Federal Reserve national assessment: Things will be fine, unless they’re not
In comments at the recent Federal Reserve Economic Forum in Oklahoma, George A. Kahn provided a sobering assessment of the national and international economy, a picture somewhat offsetting robust and strongly positive analysis of trends in Oklahoma from Chad Wilkerson (another Fed economist) and several state officials.
Reviewing the history of recent years, he noted the Great Recession was preceded by easy access to credit and low savings rates. Then came the collapse of equity prices in housing and the worse economic crisis since the Great Depression.
The current sluggish uptick in activity is “not a typical recovery,” Kahn said. Economic growth and some modest national improvements have not produced a recovery in labor markets, for example.
The Vice President and Economist based at the Kansas City branch of the Federal Reserve detailed how the housing sector has never truly regained pre-Recession strengths, and that many households are still trying to rebuild balance sheets.

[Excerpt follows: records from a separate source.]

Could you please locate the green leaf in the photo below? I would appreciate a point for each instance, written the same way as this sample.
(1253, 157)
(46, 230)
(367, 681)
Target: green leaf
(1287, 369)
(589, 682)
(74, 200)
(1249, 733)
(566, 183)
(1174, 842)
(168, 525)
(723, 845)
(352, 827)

This year, significant supply disruptions came after the Japanese tsunami, along with the U.S. “debt ceiling debacle,” and subsequent lowering of the U.S. credit rating by Standard & Poors.
Despite challenges, Kahn and other economists anticipate moderate growth in the coming year. Still, consumers are hesitant and confidence is low. Another stimulus jolt in spending from Washington is unlikely.
Kahn nonetheless reflected the American economy is resilient, and there is pent-up demand for production and labor, and demand for goods and services. Credit is available, exports are improving, and business sectors outside housing are better.
In masterful understatement, Kahn at one point reflected, in his speech before Oklahoma City business and financial leaders at the downtown Petroleum Club, “Putting all these factors together in a forecast is quite challenging.”
Real gross domestic product (GDP) grew by 1.9 percent in the third quarter, and could reach 2.1 percent in the fourth quarter. Growth of 2 ½ percent is expected next year, but there will probably be little change in the national unemployment rate. It now stands at 9.1 percent, and is unlikely to be better than 8.7 percent by next fall.
Among potential tripwires for the economy, the “European sovereign debt crisis” is perhaps most notable. Large banks in the United States are exposed, through trade, to Europe’s problems. If a full-blown debt crisis unfolds there, and exports decline, major stress could follow on both sides of the Atlantic.
Kahn noted that European nations are not in agreement as to how to counter problems in their region. Kahn carefully observed, “Inadequate response cannot be ruled out.”
Back in the States, if unemployment benefits are not extended, economic stress will increase, Kahn believes. He noted, “Domestic political bickering could call into question whether the U.S. will stay on track.”
In the near-term comes the Congressional “Super Committee” deadline of November 23 deadline, for recommending debt reduction. The Congressional deadline for action is December 23.
Kahn noted fragility is fed by concerns over inflation in energy, food and commodity prices. Inflationary factors in recent months have been a source of concern for business planners, yet that “should be temporary,” Kahn said.
Kahn believes policy at the Fed helped stabilize the economy and set a stage for recovery, but economic growth is considerably weaker than expected. New Fed actions should keep pressure on for low long-term interest rates.
However, Kahn said, “Monetary policy alone cannot take all the actions necessary. Policy makers must do their part.” Kahn stood by a projection of moderate growth for 2012.
In brief, the knowledgeable analyst’s overview might be summarized this way:
Things will be fine, unless they’re not.